Hi all, trying to figure out the best way to deplo...
# prefect-server
m
Hi all, trying to figure out the best way to deploy by Prefect agent to AWS and came across this tutorial- has anyone followed this for their production deployments? What are the benefits of reading the flow code from S3 bucket? Thanks! https://towardsdatascience.com/serverless-data-pipelines-made-easy-with-prefect-and-aws-ecs-fargate-7e25bacb450c
k
Hey @Madison Schott, the advantage of pulling it from somewhere is that execution is not confined to one machine. If you use Local storage, that flow can only run on that specific agent where it was registered but using something like S3 storage lets you run the flow anywhere as it will be downloaded. For ECSRun with S3 storage, you don’t have to re-build the container everytime you change the Flow. The Flow in S3 will just run on top of the container specified so it can be easier for development.
m
Got it! Thanks! And then what is usually easier to maintain ECS Fargate or EKS? I just discovered this tutorial as well https://towardsdatascience.com/distributed-data-pipelines-made-easy-with-aws-eks-and-prefect-106984923b30
k
I think this is a “whatever you prefer” scenario. For example, some users with CI/CD pipelines choose Github storage because they have some registration steps after every commit. If you want everything coupled in the Docker container, you can put everything there. And then S3 if you want the separation between the Flow and the dependencies (in the Docker container). Does that make sense?
m
makes sense, thank you!
So I have an agent running and also have a flow with the same tags but my run is stuck in a submitted state... what's the reasoning behind this?
k
This is on ECS right?
m
yup
k
Can I see your RunConfig?
m
Copy code
RUN_CONFIG = ECSRun(run_task_kwargs={'cluster': 'prefect-prod'},
                    execution_role_arn='---',
                    labels=['ecs', 'test', 'hello', 'august'])
k
I would say run the Flow in debug level logs and maybe something will pop up. It might be lack of resource requirements also. Maybe we’ll see where it is hanging
m
How do I run the debug level?
k
In the UI, hit the Run button and then add an env variable
PREFECT___LOGGING___LEVEL
with value
DEBUG
or you can do it on agent spin up using the
--env
flag.
m
when I do that there are still no logs coming up, it just says it's scheduled
k
What executor are you using? I have seen this before and it was permission related. Do you not see any logs on the Prefect UI?
m
I see logs but they are just saying that the process is being scheduled and rescheduled
I was running using the UI
k
Could you try adding the env variable to the run config like
ECSRun(env={"PREFECT___LOGGING___LEVEL": "DEBUG"}
and then re-register and run?
Or you can use
prefect agent ecs start --env PREFECT___LOGGING___LEVEL=DEBUG
m
did the first and the same thing is still happening with no logs
k
Can I have a flow run id?
m
3b874891-5938-4e19-af8b-213341e5cc78
k
Anything on the ECS side with Cloud Watch logs?
m
nope nothing
doesn't look like there's any services on the cluster
k
How is your agent configured?
Can you try adding `--log-level DEBUG`so that we can see if the agent will give more logs?

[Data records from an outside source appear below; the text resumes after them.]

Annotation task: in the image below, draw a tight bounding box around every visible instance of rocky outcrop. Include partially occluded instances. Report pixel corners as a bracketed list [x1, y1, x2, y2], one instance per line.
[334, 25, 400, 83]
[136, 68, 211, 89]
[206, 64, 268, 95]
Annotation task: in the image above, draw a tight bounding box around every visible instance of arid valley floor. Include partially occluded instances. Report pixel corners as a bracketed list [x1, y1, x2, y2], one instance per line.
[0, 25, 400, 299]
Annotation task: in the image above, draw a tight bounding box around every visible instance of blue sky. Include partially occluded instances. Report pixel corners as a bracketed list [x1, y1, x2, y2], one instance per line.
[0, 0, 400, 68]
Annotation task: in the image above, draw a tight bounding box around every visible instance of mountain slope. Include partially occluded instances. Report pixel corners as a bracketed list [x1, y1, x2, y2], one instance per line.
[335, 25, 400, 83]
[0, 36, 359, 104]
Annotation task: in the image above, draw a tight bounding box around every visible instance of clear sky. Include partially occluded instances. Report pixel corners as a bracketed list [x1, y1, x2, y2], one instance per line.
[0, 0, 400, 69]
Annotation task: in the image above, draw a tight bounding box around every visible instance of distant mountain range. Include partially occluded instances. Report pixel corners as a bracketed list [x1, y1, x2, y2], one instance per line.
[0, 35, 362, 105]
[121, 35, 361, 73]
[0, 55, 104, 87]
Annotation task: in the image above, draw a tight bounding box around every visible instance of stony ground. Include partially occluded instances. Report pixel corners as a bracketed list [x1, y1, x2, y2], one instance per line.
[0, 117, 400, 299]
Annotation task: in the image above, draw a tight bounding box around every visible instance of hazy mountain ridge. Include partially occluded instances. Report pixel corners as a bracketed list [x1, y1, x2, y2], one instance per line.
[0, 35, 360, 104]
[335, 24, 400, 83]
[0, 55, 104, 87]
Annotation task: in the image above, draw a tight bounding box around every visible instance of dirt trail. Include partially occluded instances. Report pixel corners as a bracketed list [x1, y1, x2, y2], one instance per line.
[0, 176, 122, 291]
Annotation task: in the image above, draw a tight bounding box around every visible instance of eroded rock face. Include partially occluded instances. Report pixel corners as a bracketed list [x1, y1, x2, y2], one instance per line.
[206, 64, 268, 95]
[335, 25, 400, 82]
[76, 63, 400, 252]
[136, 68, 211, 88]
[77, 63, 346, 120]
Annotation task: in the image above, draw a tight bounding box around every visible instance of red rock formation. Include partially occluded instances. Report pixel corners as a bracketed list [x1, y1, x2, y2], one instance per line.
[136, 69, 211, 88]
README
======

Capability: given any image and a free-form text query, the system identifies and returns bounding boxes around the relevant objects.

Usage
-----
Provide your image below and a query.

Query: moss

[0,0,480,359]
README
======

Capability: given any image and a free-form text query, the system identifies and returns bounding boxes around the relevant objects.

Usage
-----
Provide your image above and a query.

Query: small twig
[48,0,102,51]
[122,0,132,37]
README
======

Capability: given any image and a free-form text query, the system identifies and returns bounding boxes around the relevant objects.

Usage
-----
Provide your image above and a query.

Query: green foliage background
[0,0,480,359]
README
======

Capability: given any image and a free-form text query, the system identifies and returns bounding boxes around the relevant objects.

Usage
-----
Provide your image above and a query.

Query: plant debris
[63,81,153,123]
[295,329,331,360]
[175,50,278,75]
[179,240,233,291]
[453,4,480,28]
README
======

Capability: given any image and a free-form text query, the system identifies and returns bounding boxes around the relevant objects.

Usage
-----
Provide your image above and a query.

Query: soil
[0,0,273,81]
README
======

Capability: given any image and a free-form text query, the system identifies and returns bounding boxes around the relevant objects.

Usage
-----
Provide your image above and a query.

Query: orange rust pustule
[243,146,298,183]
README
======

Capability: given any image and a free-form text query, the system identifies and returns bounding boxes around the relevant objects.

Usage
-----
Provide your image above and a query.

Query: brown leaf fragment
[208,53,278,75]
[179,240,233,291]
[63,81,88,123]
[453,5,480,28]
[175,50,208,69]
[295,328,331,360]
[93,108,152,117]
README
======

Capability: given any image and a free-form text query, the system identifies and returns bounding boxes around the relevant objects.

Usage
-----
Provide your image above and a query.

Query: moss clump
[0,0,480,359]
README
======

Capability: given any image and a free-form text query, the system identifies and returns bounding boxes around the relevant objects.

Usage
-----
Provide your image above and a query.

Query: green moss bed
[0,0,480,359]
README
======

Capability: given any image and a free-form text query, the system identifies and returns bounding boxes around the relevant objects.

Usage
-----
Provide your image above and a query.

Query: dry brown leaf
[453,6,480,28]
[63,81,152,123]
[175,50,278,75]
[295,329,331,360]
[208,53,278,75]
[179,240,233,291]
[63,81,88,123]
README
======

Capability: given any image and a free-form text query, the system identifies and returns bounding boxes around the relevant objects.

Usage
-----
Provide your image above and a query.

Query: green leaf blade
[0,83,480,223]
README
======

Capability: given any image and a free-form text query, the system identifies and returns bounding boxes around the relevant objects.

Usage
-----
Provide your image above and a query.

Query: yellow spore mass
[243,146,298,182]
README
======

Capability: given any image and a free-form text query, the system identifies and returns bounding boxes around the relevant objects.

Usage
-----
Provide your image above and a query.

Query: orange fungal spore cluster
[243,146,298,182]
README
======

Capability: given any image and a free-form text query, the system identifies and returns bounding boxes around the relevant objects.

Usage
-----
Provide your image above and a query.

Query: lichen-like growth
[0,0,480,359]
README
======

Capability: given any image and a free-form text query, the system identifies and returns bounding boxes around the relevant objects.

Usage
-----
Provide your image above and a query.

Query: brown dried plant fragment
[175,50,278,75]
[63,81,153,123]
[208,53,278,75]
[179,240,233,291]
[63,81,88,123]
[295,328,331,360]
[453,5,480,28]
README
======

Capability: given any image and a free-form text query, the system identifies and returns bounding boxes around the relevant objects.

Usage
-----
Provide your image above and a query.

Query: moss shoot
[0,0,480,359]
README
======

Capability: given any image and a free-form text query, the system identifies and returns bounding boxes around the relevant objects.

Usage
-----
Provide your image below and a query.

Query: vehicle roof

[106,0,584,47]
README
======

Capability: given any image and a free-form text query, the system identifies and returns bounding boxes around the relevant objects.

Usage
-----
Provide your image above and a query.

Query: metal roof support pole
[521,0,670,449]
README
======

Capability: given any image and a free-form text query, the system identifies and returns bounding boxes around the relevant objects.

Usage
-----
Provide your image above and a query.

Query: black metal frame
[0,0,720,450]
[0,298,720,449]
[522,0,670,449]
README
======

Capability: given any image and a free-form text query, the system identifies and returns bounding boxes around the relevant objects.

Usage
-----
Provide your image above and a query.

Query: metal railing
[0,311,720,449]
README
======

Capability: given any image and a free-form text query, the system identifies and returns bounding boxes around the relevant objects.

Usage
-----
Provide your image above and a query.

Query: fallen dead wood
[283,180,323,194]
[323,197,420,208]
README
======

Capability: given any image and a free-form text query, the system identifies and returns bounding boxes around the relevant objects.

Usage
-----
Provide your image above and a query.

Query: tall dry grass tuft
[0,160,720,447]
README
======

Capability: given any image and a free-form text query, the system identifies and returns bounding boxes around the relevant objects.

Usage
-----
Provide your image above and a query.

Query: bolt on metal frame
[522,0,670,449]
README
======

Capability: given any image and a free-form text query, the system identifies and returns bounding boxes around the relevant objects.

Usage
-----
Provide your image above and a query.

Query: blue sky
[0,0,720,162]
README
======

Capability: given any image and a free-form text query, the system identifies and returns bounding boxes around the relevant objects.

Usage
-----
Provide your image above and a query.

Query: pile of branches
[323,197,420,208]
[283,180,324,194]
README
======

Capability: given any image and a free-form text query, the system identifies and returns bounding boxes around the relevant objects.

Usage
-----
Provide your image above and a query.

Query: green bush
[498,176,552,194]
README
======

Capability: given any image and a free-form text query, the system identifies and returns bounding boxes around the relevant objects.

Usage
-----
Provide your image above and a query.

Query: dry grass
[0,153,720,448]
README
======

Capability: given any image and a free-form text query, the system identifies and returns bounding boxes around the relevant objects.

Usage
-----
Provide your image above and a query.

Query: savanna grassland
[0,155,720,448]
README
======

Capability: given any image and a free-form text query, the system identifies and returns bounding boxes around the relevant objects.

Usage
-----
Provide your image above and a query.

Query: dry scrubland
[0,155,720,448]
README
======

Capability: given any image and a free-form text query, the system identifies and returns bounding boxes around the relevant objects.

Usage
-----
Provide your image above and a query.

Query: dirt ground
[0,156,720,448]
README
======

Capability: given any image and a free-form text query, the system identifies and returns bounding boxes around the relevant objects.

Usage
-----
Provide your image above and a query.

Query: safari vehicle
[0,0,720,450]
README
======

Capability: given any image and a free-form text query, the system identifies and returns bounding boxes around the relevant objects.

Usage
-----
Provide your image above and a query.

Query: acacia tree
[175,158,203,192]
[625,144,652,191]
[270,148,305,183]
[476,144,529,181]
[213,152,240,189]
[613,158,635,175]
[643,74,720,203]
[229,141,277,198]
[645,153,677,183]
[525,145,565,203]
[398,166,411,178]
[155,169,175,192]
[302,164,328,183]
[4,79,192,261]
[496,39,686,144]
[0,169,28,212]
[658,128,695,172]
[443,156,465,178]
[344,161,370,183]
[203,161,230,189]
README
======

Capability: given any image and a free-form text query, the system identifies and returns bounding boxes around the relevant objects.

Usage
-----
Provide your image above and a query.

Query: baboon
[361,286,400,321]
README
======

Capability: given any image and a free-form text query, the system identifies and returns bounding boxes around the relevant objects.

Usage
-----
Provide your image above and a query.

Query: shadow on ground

But could you also show me how you start it?
m
I just have the agent started like this in a python file
Copy code
AGENT = ECSAgent(cluster="prefect-prod", labels=['ecs', 'test', 'hello', 'august'])

AGENT.start()
Can I add an env to this for logging?
k
Use the
env_vars={}
argument of the ECS Agent
m
did that and I'm still getting nothing
k
Nothing on the agent logs as well? Not the Flow logs in the UI?
m
The role was the only thing I changed- am I missing something
arn:aws:iam::xxxxxxx:role/xxx
k
Not exactly sure but just a couple of thoughts. Maybe you can try adding cpu and memory values to the RunConfig? And then maybe you need to authenticate to get the image from ECR? And then lastly check permissions to confirm you have everything?
m
it started the image just fine when I registered the flow, I logged in and everything to authenticate
I had a permissions issue before which is why I was testing this but an error came up before and not it's just stuck in submitted
k
Will ask the team for ideas
m
Ok thanks, cause the only thing I changed was the role, unless the error was just blocking it from even getting it to the point it's at now
k
Does using another role work? Or this was the same flow you had previously?
j
I have had similar behaviour in the past and if I remember it was always something to do with missing role permissions. I think I found it when looking in stopped tasks in the cluster and was able to see some error message… Hope this helps
👍 1
m
Awesome! I just found an error message, thank you!
Copy code
ResourceInitializationError: unable to pull secrets or registry auth: execution resource retrieval failed: unable to retrieve ecr registry auth: service call has been retried 1 time(s): AccessDeniedException: User:
Do you know what permissions this would be?
k
Ah finally 😅. Thank you @J. Martins! This is about pulling the container. So to authenticate you normally do something like this:
Copy code
aws ecr get-login-password --region <REGION> | docker login -- username AWS --password-stdin <ACCOUNT>.dkr.ecr.<REGION>.<http://amazonaws.com|amazonaws.com>
Is your ecs agent running as a service on AWS too?
m
found this thread : https://stackoverflow.com/questions/61265108/aws-ecs-fargate-resourceinitializationerror-unable-to-pull-secrets-or-registry but not sure if anyone here has had this same issue when using fargate with prefect
k
Oh wow that looks way different than what I suggested. You’re probably right and no I haven’t seen it before here.
m
I did do that before running
m
Hmm, interesting. For interacting with CloudWatch and ECR you need to provide execution role which looks like you did, can you double check that that role has right permissions? Or can you attach this policy
AmazonECSTaskExecutionRolePolicy
?
m
Got it to work- there were some more permissions we had to add- now I am getting ab error with my dbt task saying it can't fidn the dbt.yml, do I need to download this on my Docker container? Not sure how that works
k
Yeah for that you would need all of the dbt dependencies inside the Docker container and then you would point to the path in the container
m
Any tutorials you recommend on doing this?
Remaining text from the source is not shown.